Bu mücadele yargıya yansıyan içeriği ile de açıklık kazanılan kadarı ile de, resmi literatüre terörizm diye geçen silahlı mücadele de vermektedir. Açıklamamızın bu kısmı, yapacağımız açıklama için gerekli olduğu için yapıldı. Amacımız, faaliyetleri dünya görüşü ve mücadele yöntemi ile yargıya yansımış yapılanmayı tanıtmak değil, Etnik milliyetçilik konusunun bu yönü halk kültürü stratejileri ile ilgili çalışmalar yapan bir kimse olarak bizim öncelikle olmayan alanımıza dahi girmemektedir.
Biz bu yazımızda gelişmelerin Anadolu halkının kültürel kimliğine nasıl yansıyacağına dair endişelerimizi dile getireceğiz.
Türkiye´de etnik milliyetçiliğe karşı mücadele doğal olarak Türk sineması ve televizyonuna farklı şekillerde yansımaya da başlanmış giderek, beklenilen noktaya gelinememiş olmasına rağmen mesafe de alınmaya başlanmıştır. Bizim yazımızın konusunu belirleyen husus, psikolojik hareket yöntemleri itibariyle tam da bu noktadadır.

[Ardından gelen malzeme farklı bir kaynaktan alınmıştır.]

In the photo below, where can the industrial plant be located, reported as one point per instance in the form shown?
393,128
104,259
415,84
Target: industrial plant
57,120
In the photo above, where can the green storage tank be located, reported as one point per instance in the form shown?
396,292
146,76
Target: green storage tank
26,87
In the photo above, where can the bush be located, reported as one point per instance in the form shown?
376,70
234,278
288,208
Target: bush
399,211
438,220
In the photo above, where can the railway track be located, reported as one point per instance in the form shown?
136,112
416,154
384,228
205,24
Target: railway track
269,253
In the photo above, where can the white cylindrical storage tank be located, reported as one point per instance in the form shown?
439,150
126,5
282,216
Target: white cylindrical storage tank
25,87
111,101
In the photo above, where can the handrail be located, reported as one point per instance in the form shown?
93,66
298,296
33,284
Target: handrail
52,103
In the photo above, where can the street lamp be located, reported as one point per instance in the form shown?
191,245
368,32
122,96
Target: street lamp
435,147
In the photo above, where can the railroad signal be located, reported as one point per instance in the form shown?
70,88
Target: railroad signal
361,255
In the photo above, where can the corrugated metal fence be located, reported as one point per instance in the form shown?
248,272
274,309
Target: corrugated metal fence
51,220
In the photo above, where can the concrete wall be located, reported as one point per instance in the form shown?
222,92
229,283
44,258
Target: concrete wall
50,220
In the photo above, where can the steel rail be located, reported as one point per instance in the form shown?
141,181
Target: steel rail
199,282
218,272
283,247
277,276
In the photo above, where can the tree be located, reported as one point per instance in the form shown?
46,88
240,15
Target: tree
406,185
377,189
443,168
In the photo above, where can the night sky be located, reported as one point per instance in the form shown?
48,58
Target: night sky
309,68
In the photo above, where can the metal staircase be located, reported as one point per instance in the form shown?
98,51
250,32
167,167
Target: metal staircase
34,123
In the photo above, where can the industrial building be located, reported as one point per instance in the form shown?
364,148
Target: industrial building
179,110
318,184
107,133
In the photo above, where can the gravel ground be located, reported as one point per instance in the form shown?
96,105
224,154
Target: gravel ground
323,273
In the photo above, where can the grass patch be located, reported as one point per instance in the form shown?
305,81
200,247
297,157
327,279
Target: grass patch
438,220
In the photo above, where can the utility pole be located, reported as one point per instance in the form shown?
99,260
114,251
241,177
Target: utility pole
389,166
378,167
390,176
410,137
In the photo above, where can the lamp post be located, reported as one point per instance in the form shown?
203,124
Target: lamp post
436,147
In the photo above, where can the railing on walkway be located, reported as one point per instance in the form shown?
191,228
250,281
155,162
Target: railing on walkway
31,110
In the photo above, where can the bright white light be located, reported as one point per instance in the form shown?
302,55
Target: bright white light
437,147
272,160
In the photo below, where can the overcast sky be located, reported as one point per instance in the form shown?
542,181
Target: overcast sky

Türkiye yöneltilen etnik terör farklı ülkelerde siyasi çıkarları nedeniyle yöntem farklılıkları gösterebilirken, tehdidin Türkiye´ye yöneltilmiş olması noktasında ortaklık arz edebiliyor bu gerçek hasmı aynı safta toplarken psikolojik savaş Türkiye için hassasiyetini artırıyordu. ABD Yönetimindeki etnik milliyetçilik uzun süre Marksist Leninist görünümde illegal olarak sahne alırken Sovyetler Birliği´nin dagılması ile yönünü değiştirip ABD bölgenin etnik milliyetçiliğine terörü alenen destekleyerek tavrını açıklamıştır.

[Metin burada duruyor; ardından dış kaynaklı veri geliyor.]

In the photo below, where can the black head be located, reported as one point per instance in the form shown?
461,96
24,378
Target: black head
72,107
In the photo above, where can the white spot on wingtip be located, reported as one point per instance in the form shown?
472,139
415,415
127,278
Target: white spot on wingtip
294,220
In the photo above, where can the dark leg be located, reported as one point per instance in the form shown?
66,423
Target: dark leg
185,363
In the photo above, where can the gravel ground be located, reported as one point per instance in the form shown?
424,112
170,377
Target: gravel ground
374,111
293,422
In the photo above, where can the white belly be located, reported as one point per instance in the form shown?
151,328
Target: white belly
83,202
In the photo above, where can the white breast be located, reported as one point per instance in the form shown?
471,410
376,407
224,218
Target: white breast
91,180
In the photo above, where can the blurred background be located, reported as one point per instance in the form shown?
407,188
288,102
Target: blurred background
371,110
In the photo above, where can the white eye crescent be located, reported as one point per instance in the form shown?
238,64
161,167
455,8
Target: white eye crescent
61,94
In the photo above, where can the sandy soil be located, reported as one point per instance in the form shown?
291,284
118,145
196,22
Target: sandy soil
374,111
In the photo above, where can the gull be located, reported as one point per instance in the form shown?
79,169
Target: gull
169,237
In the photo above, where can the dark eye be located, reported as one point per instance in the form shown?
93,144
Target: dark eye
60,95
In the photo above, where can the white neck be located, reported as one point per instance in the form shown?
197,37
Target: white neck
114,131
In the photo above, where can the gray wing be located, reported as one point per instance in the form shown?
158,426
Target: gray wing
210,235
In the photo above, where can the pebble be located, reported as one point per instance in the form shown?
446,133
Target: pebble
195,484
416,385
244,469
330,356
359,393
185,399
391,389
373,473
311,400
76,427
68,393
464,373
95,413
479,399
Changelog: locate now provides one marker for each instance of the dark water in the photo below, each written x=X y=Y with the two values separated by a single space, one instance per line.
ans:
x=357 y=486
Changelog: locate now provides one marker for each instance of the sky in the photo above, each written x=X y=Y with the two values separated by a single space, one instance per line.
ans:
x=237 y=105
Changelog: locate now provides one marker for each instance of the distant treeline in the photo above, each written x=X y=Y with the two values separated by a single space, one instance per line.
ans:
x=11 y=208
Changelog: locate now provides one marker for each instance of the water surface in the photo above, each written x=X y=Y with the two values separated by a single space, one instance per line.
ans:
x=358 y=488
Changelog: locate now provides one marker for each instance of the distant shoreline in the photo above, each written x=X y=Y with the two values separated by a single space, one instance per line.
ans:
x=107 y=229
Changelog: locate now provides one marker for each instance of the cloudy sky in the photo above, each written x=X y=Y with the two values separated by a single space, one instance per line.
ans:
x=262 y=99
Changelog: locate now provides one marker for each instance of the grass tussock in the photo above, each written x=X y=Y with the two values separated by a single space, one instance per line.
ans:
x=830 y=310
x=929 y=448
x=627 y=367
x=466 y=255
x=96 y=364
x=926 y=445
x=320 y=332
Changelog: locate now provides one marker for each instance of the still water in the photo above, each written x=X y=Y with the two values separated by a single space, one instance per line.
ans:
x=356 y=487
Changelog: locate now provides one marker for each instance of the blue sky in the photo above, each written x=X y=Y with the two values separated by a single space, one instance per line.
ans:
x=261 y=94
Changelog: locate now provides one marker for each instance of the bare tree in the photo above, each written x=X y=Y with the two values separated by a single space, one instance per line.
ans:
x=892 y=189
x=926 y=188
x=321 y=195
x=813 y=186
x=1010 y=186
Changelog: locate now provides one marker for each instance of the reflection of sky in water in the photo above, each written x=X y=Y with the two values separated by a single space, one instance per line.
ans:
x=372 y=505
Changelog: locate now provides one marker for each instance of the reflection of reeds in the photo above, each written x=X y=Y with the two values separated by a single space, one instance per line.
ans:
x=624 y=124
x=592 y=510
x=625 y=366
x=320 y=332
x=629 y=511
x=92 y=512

Yazımızın asıl konusu yanında bu hususu da açıklamalarımız için destekleyici içeriklidir. Konuya girmeye başlamak üzereyiz.
Etnik milliyetçilik doğu ve güneydoğu Anadolu´da toplumun farklı kesimlerinde kültürel, dini ve diğer tabanları esas almış ve fakat uzun süre bölge halkının dini feodalite adına isyanlarla istismar edildiğini savunmuştur. Etnik milliyetçiliye yön değiştirtilince bölgedeki dini karakterli toplu olaylar etnik milliyetçiliğin kurtuluş savaşı dönemleri olduğu görüşü savunulur olmuştur.

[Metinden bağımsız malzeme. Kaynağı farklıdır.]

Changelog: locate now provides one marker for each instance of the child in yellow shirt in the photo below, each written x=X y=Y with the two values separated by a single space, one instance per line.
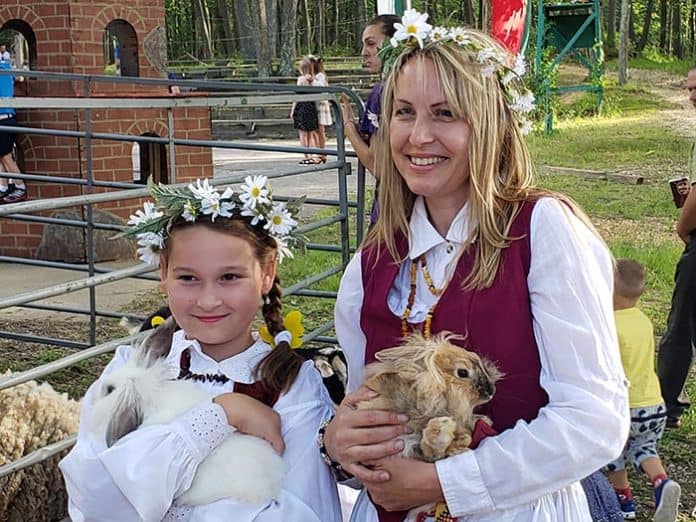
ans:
x=648 y=413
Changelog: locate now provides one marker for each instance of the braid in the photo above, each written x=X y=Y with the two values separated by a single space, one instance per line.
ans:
x=279 y=369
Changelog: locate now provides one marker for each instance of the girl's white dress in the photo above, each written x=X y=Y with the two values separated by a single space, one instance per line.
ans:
x=138 y=478
x=528 y=473
x=323 y=107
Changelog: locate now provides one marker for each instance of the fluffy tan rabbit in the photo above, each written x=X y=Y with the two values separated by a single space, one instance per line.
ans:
x=438 y=385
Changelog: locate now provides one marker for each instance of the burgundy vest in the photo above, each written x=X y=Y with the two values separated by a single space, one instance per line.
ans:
x=496 y=323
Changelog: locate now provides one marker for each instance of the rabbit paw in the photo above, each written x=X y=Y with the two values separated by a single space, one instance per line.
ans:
x=438 y=434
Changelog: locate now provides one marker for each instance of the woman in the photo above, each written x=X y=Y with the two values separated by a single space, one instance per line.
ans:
x=518 y=271
x=379 y=29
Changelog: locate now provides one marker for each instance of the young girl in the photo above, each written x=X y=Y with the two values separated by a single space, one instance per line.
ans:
x=304 y=114
x=217 y=255
x=323 y=107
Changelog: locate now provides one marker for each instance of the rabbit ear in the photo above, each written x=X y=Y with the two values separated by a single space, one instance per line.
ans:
x=127 y=414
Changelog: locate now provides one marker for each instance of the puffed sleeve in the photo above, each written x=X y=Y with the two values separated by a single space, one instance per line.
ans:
x=347 y=321
x=138 y=477
x=586 y=421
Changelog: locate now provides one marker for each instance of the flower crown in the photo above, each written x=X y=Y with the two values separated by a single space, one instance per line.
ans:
x=414 y=30
x=152 y=225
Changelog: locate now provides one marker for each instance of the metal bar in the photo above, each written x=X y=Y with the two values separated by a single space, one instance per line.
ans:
x=312 y=279
x=72 y=286
x=43 y=340
x=65 y=362
x=37 y=456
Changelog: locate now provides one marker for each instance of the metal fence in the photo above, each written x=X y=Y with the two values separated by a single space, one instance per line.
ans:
x=346 y=211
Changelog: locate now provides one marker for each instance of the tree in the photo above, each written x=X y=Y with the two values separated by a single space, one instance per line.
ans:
x=623 y=41
x=288 y=29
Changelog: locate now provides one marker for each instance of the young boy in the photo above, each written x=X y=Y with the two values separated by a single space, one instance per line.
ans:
x=648 y=413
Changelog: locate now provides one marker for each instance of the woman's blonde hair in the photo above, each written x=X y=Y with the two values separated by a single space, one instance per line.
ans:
x=499 y=164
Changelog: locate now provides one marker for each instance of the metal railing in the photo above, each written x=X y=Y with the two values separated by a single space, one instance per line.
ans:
x=227 y=95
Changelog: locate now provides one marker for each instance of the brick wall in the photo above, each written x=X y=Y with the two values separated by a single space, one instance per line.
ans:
x=69 y=38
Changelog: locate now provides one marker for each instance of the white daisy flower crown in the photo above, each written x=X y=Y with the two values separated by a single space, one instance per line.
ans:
x=414 y=32
x=253 y=203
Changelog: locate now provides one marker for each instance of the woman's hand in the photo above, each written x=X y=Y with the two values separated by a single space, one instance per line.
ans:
x=413 y=483
x=252 y=417
x=356 y=436
x=347 y=112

İçerisinde bulunulan son dönem, Türk güvenlik kuvvetlerinin Türkiye içerisinde ve ilgili bölgede teröristlere karşı çok başarılı oldukları dönemdir. Bu başarıya bölge annelerinin kutsal mücadelesine millet olarak sahip çıkılması da taç takmıştır. Bu dönemde güvenlik kuvvetlerinin terör karşısındaki başarıları haklı olarak alkışlanırken Psikolojik hareket stratejisine yeni boyutlar eklemek durumundadır.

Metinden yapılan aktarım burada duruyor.